Classroom Extensions

Tagged: Portrait

Context for Photography

Teenie Harris was a staff photographer for the Pittsburgh Courier and he also had his own photography studio. Additionally he often captured what was going on around him because he always had his camera on hand.

Use examples to illustrate each of these various contexts for Teenie Harris’s work—newspaper photos, studio shots, and candids. You could also include examples from Picturing the City, and possibly students’ personal photographs.

Compare photographs taken for these different purposes.

Have students had their portrait taken?

Do they take photographs for the school newspaper or maybe were featured there?

Do they ever take photographs of their friends around school or hanging out? What are those experiences like?

How do these different contexts for photographs change how we understand them? How is a photograph different in a newspaper versus the museum wall? Or in a frame in someone’s home? How do our personal points of view change how we understand these photographs?

Compare a selection of Teenie Harris’s photographs of celebrities with some taken by the paparazzi (you could find some appropriate examples in magazines or on the internet). What are some contrasts you can make between the photographs themselves and how the photographers captured their subjects? What are the legal issues connected to photography?

Journal as Personal Document

Teenie Harris documented over 40 years of his personal experiences and interactions with others through his photographs. You can make a small-scale version of his body of work and recognize the influence of one person over time. The photographers in Picturing the City documented the changes and people, places, and events around downtown Pittsburgh over three recent years (from 2007–2010).

Discuss what can be concluded from examining many photographs, as opposed to just one or two.

How can we document our own lives, and as artists, make these everyday occurrences interesting? What does it tell us about ourselves, our neighborhoods? The world?

How can studying the past and observing the present help us be more thoughtful about possibilities for the future?

Challenge your students to be observant of the people, places, and events around you for a short period of time (maybe a few days or a week). Different prompts could be used each week to narrow or adjust the focus for your students.

Ask your students to collect things that they find, including pictures, objects, and ideas. Have them make note of new things that they become aware of because of their observations. Ask them to share with others. What do they learn about each other through their collected observations, notes, objects, etc.?

The class could start a blog about these everyday events. As a collection, these reflections and findings become a body of work, like Teenie Harris’s body of work.

Creating Historical Fiction

Students can create imaginative and historically based narratives, inspired by Teenie Harris and Picturing the City photographs. A combination of close observation and research on the people, places, events, and time period can produce relevant investigations.

Students should:

  1. Select a photograph by Teenie Harris or a Picturing the City artist that interests them.
  2. Make a list of observations (who, what, where, etc.) and jot down any questions they have about the people, places, or events.
  3. Do research connected with the people, places, events, and time period.
  4. Create dialogue between characters and/or imagine a larger storyline beyond the photograph.
  5. Share how stories reflect both research and imagination.
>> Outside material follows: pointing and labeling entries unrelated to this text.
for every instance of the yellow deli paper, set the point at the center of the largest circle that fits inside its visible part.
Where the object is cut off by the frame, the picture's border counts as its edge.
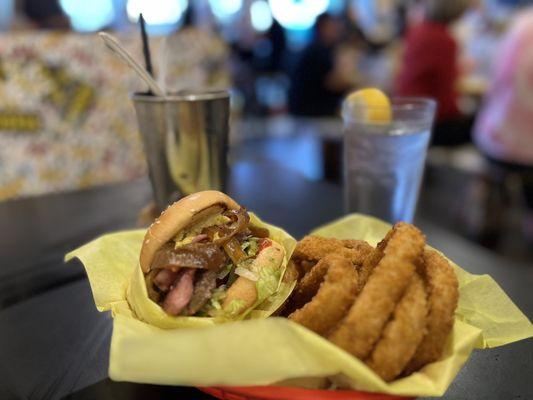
(267, 351)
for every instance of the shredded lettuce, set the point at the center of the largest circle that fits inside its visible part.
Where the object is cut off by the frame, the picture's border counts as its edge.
(187, 235)
(234, 308)
(225, 270)
(250, 246)
(268, 282)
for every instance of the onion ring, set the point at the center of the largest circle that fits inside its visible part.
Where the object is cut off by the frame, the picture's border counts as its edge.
(403, 334)
(333, 297)
(312, 249)
(402, 250)
(442, 300)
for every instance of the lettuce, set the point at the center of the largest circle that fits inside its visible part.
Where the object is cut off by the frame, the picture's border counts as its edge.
(268, 282)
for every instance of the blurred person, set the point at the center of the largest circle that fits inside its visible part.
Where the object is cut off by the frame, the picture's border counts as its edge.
(504, 127)
(317, 85)
(45, 14)
(429, 66)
The follow-up conversation could address questions like: What impact does the photograph have on me? What does it say about its time and the impact on the people who lived during those times?

What Does a Photo Say about Someone?

Photographs of people can make us curious about their lives, accomplishments, and experiences. How can we use our observation skills to prompt personally relevant investigations of these photographs? How did the artist capture something important? Just because it is a photograph, does that make it important?

Choose a variety of Teenie Harris and Picturing the City photographs depicting people.

Students should observe them carefully and take note of what more they might like to know about them. Ask them to make a list of questions they would ask the people in the photographs if they could. Such as: What are you doing? Where are you and why did you go there? What did you do next?

Share their questions and reasons with classmates in small groups. Have your students ask each other the same questions about the photographs. What are the responses from classmates about the photographs?

If possible, ask students to research something further about the photographs, such as the people, location, events, or the time period. Can they find answers to any of their questions?

Discuss what happens if you can’t find anything specific about the people, places, or events. What are possible factors for this? How can we use observations to create hypotheses and back them up? How does it prompt us to keep asking questions?

Ask students to bring in a recent photograph of themselves (or use this opportunity to take new photographs during class). Students can ask similar questions of their own photograph or of their classmates’ photographs. Such as: What are you doing? Where are you and why did you go there? What did you do next? They should think about what they would want someone in the future to know about them. How does the composition of their photograph, their pose, or the setting suggest something about their identity?